Er kommt mit seinem Mitreisenden ins Gespräch. "Ja, wissen Sie -
ich habe lange im Gefängnis gesessen. Heute morgen bin entlassen
worden, und jetzt fahre ich nach Hause. Was für eine Schande habe
ich über meine Familie gebracht! Sie haben mich all die Jahre
nicht ein einziges Mal besucht. Ich habe es auch nicht verdient. Lange
habe ich nichts von ihnen gehört." Fast beginnt der junge Mann zu
weinen, aber dann fährt er fort: "Ich habe meinen Eltern
geschrieben, sie sollen mir ein Zeichen geben. Vor der Bahnstation
fährt der Zug an unserem kleinen Hof vorbei. Wenn sie mir
verziehen haben, dann sollen sie ein weißes Band in den alten
Apfelbaum hängen. Wenn sie mich aber nicht mehr zu Hause haben
wollen, dann sollen sie gar nichts tun. Ich bleibe dann im Zug sitzen,
und fahre weiter und weiter - ich weiß selbst noch nicht, wohin.

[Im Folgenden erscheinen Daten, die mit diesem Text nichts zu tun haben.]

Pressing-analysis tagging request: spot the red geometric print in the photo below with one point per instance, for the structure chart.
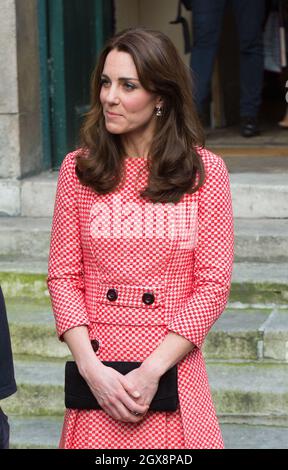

- Gleich muss es kommen, die kleine Brücke, die Schranke ... ich
mag gar nicht hinschauen!" "Da, sieh!", sagt der Mitreisende. "Der
ganze Baum ist voller weißer Bänder", flüstert der
junge Mann. Er kann es noch gar nicht fassen, aber das Glück
strahlt über sein ganzes Gesicht. Endlich ist er wieder zu Hause,
und zwischen ihm und seinen Eltern ist alles in Ordnung.
Auch die Glaubensfreude hängt vor allem mit einem zusammen.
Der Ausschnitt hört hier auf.